She nearly fell, so sudden and obtrusive was the voice. Her eyes jolted open. The river was gone; the last _thud-thud_ of hooves grew faint beneath her feet, like a paling, dying pulse, leaving him—a different black and white, yet one just as precarious—in its wake. Tifa was surprised yet not surprised to see Sephiroth standing before her; she was a tree again, not a rock. He always seemed to catch her at her weakest.

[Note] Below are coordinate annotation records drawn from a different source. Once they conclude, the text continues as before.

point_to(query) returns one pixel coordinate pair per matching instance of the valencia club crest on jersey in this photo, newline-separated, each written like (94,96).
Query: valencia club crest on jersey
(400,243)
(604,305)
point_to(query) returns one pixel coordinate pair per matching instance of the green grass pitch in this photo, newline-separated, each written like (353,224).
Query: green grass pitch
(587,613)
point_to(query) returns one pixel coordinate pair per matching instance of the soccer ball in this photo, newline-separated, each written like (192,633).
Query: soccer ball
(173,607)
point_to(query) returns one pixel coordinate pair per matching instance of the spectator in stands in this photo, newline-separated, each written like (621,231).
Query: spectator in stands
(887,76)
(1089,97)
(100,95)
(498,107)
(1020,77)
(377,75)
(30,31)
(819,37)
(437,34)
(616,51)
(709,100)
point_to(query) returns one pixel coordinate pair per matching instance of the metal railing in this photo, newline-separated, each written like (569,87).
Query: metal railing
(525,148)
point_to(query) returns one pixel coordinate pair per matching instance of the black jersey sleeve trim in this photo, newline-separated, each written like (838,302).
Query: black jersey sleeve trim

His eyes brought the first entrance of winter into this summer country. "What were you hoping to accomplish?" he said, and as he spoke, he circled her, wrapping his words around her left shoulder, dribbling them down her spine, and skimming them along the hairs of her right arm."Did you expect your recklessness to bring him here? Did you expect him to come running to save you?"

His boots had mapped a fence around hers in the hoof-pocked earth. She could feel him studying the top of her head, her branches, likely looking for something to wound her with. "Why are you here in this"—he looked around in disdain—"place?"

_One of us. One of us, _came the whisper. It was a seductive enough to leave her with an ache, but it wasn't enough to shake the dead from her leaves, the woodenness from her answer. "Because I want to be," Tifa murmured.

Sephiroth's teeth flashed. Tifa waited for the accompanying thunder, but he only said, "I see. And what else do you want?"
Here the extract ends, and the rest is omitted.